Here’s the assistant manager, Dina, bringing titties back and exhibiting whatever the exact opposite of empathy is.
Donation Corner! (For You to Ignore or Engage With As You Please!)
Here are your donation opportunities for the month:
Mural Arts Philadelphia - never a bad time to donate to Mural Arts, Philly’s premier public art org that makes Philly beautiful and has a bunch of awesome community programs (including reentry stuff).
Homies Helping Homies - a mutual aid fund in Point Breeze (which is in South Philly). Venmo @homieshelpinghomies. They also accept a number of item donations.
Sourced from VietLead (an activist org that advocates for Vietnamese and Southeast Asian communities), a group of Vietnamese refugees in the Philly area were deported by ICE and they’re collecting funds to support one of the deported refugees and his family. Venmo @claireman0 to help.
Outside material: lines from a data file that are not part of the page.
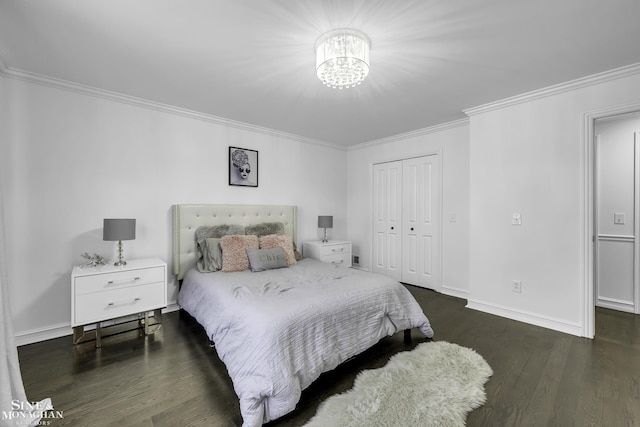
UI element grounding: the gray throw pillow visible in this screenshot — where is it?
[194,224,244,272]
[247,247,288,272]
[244,222,284,237]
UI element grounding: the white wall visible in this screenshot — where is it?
[469,72,640,335]
[0,77,347,343]
[347,120,469,298]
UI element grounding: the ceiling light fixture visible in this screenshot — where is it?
[315,28,371,89]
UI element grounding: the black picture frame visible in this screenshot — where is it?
[229,147,258,187]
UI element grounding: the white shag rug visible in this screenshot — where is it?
[305,341,493,427]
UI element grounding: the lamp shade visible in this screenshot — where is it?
[102,218,136,241]
[318,215,333,228]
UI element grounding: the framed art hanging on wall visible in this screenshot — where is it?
[229,147,258,187]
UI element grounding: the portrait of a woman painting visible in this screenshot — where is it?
[229,147,258,187]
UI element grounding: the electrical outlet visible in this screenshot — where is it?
[511,280,522,293]
[511,213,522,225]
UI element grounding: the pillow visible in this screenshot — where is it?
[247,246,289,272]
[244,222,284,237]
[194,224,245,269]
[220,235,259,272]
[196,237,222,273]
[260,234,298,265]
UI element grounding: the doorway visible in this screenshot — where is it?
[594,114,640,314]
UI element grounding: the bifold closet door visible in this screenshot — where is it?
[401,155,441,290]
[372,154,441,290]
[372,161,402,280]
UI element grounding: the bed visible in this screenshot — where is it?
[173,205,433,427]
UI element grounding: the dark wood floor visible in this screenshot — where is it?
[19,287,640,427]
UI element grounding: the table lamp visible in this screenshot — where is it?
[102,218,136,267]
[318,215,333,243]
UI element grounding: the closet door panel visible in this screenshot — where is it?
[401,155,440,290]
[373,162,402,280]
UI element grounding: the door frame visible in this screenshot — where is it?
[580,103,640,338]
[369,148,444,292]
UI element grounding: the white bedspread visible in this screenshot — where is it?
[178,259,433,427]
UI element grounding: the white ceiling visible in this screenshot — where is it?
[0,0,640,146]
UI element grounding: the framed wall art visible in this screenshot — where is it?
[229,147,258,187]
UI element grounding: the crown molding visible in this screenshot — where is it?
[0,62,346,151]
[347,117,469,151]
[462,63,640,116]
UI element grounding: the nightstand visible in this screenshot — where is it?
[302,240,351,267]
[71,258,167,347]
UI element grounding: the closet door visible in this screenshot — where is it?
[400,155,441,291]
[372,162,402,280]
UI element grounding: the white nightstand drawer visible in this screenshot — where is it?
[302,240,351,267]
[320,243,351,258]
[72,281,166,326]
[75,267,165,295]
[321,252,351,266]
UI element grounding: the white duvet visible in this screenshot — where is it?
[178,259,433,427]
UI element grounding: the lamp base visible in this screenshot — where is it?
[113,240,127,267]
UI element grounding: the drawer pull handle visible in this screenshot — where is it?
[107,277,140,285]
[107,297,140,307]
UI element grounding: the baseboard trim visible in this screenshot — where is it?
[15,302,180,347]
[467,299,582,337]
[596,297,635,313]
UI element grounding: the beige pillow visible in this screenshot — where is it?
[260,234,297,265]
[220,235,260,273]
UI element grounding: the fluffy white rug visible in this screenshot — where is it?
[306,341,493,427]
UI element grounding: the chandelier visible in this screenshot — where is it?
[315,29,371,89]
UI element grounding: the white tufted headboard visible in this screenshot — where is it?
[173,205,297,280]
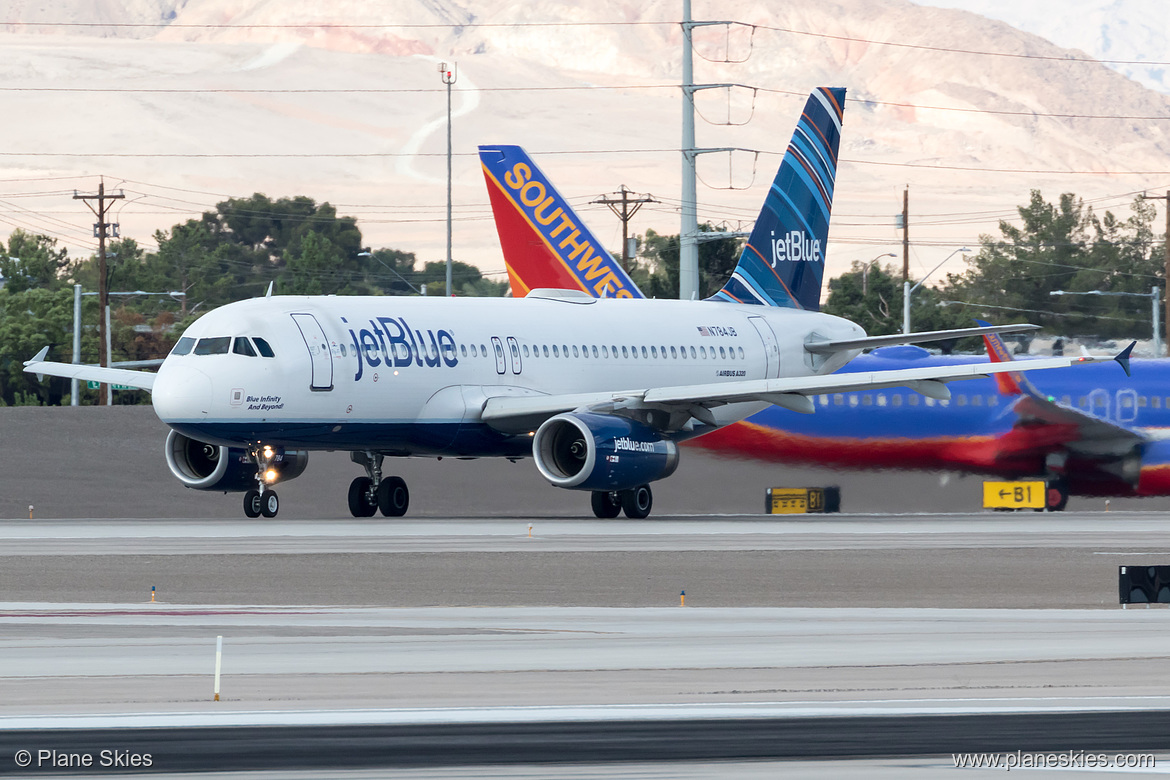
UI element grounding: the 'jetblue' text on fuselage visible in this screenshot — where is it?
[342,317,459,381]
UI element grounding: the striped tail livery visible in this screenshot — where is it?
[708,87,845,311]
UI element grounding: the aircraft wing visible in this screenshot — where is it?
[25,347,156,389]
[481,357,1114,433]
[805,323,1040,354]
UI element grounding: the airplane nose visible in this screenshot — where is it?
[151,364,212,422]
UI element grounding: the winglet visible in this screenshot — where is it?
[25,346,48,381]
[1114,341,1137,377]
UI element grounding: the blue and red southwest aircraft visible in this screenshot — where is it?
[480,112,1170,510]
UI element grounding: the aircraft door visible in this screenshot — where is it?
[291,315,333,391]
[508,336,524,374]
[491,336,508,374]
[1117,387,1137,422]
[748,317,780,379]
[1089,388,1109,420]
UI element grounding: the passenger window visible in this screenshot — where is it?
[195,336,232,354]
[232,336,256,358]
[171,336,195,354]
[252,336,276,358]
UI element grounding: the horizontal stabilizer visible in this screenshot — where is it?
[805,325,1040,354]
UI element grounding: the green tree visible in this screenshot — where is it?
[629,223,743,298]
[0,288,76,406]
[0,228,69,292]
[945,191,1165,337]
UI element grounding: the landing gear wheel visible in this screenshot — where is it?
[243,490,261,517]
[590,490,621,518]
[1044,479,1068,512]
[378,477,411,517]
[350,477,378,517]
[621,485,654,520]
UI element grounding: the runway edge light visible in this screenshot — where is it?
[212,636,223,702]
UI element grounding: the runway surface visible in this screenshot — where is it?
[0,408,1170,778]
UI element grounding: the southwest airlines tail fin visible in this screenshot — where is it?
[975,319,1037,395]
[480,146,644,298]
[708,87,845,311]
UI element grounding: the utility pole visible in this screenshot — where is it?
[591,185,659,274]
[74,179,126,406]
[901,186,910,284]
[1142,192,1170,358]
[679,0,698,301]
[439,62,459,296]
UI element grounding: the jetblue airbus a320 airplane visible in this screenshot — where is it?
[26,89,1113,517]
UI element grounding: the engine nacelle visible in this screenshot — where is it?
[166,430,309,492]
[532,413,679,490]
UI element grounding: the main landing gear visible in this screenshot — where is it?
[590,485,654,520]
[350,450,411,517]
[243,446,281,517]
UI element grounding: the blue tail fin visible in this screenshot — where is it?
[708,87,845,311]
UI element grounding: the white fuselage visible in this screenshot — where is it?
[153,296,863,456]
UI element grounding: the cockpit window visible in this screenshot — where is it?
[171,336,195,354]
[252,336,276,358]
[232,336,256,358]
[195,336,232,354]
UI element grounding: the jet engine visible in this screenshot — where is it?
[532,413,679,490]
[166,430,309,492]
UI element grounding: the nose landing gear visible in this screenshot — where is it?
[243,444,281,518]
[349,450,411,517]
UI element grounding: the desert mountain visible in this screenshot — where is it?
[0,0,1170,286]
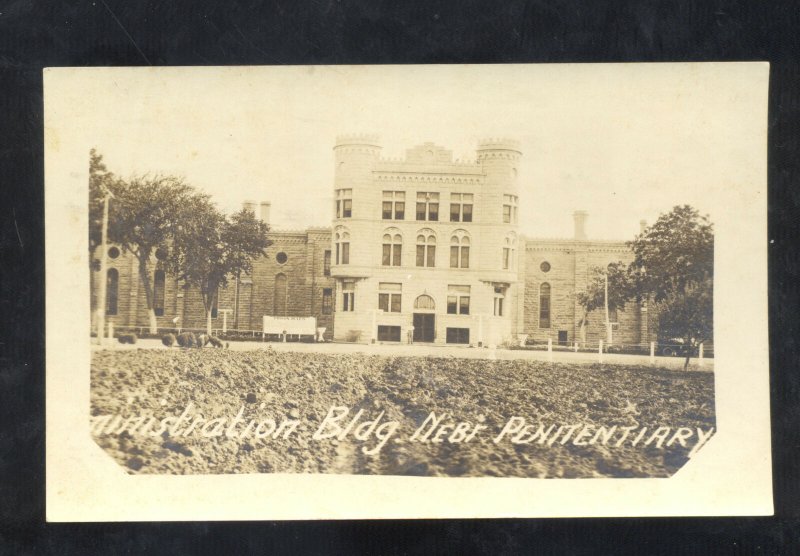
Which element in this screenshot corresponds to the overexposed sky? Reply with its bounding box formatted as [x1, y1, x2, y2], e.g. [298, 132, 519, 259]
[53, 64, 766, 239]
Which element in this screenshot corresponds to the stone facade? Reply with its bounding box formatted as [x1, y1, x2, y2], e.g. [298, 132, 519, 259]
[92, 136, 652, 345]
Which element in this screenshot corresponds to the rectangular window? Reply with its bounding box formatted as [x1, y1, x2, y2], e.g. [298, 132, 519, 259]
[342, 280, 356, 311]
[450, 245, 469, 268]
[447, 328, 469, 344]
[381, 243, 403, 266]
[539, 282, 550, 328]
[378, 282, 403, 313]
[417, 245, 436, 267]
[336, 189, 353, 218]
[322, 288, 333, 315]
[503, 195, 519, 224]
[417, 191, 439, 222]
[494, 286, 506, 317]
[447, 286, 469, 315]
[450, 193, 472, 222]
[153, 270, 166, 317]
[378, 325, 400, 342]
[106, 268, 119, 315]
[381, 191, 406, 220]
[381, 243, 392, 266]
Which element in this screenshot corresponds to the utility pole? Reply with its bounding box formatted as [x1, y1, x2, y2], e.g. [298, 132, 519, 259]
[97, 184, 113, 344]
[604, 270, 613, 345]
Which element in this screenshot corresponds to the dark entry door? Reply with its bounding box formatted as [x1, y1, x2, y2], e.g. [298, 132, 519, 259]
[414, 313, 436, 342]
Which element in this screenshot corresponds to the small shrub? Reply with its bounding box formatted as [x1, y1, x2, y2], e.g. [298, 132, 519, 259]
[176, 332, 197, 347]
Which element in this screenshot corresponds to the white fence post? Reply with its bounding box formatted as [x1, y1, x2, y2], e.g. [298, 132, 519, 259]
[650, 342, 656, 365]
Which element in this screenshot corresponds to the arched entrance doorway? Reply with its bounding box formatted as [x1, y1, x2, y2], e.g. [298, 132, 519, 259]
[413, 294, 436, 342]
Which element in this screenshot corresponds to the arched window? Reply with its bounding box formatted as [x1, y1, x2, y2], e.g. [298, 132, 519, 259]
[153, 269, 167, 317]
[417, 228, 436, 267]
[333, 226, 350, 264]
[381, 229, 403, 266]
[272, 273, 289, 317]
[450, 230, 470, 268]
[414, 294, 436, 311]
[106, 268, 119, 315]
[539, 282, 550, 328]
[503, 233, 517, 270]
[494, 285, 506, 317]
[211, 288, 219, 319]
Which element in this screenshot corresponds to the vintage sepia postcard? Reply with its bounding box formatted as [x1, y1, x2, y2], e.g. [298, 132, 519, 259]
[44, 63, 772, 521]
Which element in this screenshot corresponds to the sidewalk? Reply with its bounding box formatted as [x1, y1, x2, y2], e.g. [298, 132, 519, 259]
[91, 339, 714, 372]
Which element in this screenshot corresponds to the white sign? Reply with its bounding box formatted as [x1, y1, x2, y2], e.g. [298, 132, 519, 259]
[264, 315, 317, 336]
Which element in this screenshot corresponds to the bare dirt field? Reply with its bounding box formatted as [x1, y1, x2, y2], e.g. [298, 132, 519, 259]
[91, 348, 715, 478]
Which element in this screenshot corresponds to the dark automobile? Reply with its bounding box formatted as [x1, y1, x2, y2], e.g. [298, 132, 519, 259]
[656, 338, 714, 357]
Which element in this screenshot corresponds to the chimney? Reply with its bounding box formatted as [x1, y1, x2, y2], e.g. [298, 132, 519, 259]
[572, 210, 589, 240]
[242, 201, 258, 216]
[261, 201, 272, 224]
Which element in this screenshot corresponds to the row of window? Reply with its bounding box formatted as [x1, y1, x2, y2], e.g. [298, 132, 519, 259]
[334, 230, 516, 270]
[106, 268, 564, 328]
[335, 189, 519, 224]
[334, 280, 506, 317]
[378, 325, 469, 344]
[106, 268, 217, 318]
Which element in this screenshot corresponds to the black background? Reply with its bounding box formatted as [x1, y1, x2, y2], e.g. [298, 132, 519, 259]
[0, 0, 800, 554]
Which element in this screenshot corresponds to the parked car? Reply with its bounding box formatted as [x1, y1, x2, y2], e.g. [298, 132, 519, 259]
[657, 338, 714, 357]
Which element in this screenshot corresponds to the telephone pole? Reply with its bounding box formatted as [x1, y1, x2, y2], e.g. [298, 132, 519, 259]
[97, 184, 113, 344]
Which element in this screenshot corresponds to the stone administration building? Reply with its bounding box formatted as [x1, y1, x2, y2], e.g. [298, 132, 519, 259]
[93, 135, 651, 345]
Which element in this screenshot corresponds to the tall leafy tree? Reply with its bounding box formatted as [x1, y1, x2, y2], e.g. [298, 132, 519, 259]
[576, 261, 631, 343]
[108, 175, 196, 334]
[628, 205, 714, 369]
[89, 149, 118, 260]
[170, 205, 271, 334]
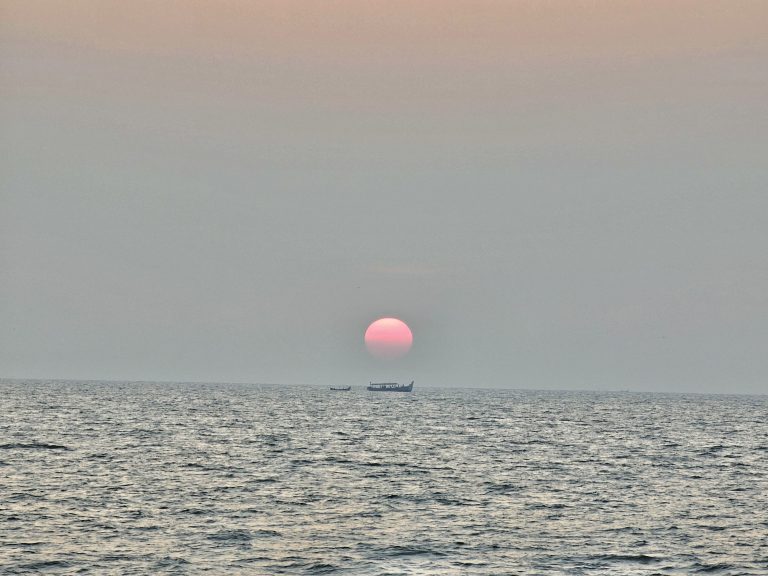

P.S. If you have an organization/mutual aid fund/individual in mind that you think would be good to highlight, feel free to email me directly with information about it!
P.P.S. Why three places each week?
The first donation opportunity will always be a a 501(c)3 organization that I have done some due diligence around to try and ensure they’re a real non-profit organization that 1) does good work and 2) is tax-deductible!
The second donation opportunity will be a mutual aid fund (s/o to the politics good link!), which FYI is probably not tax-deductible.
And the final donation opportunity will be an individual in need of funds who has a GoFundMe or a cashapp (or however the kids are accepting funds these days) where you can donate. Also likely not tax-deductible.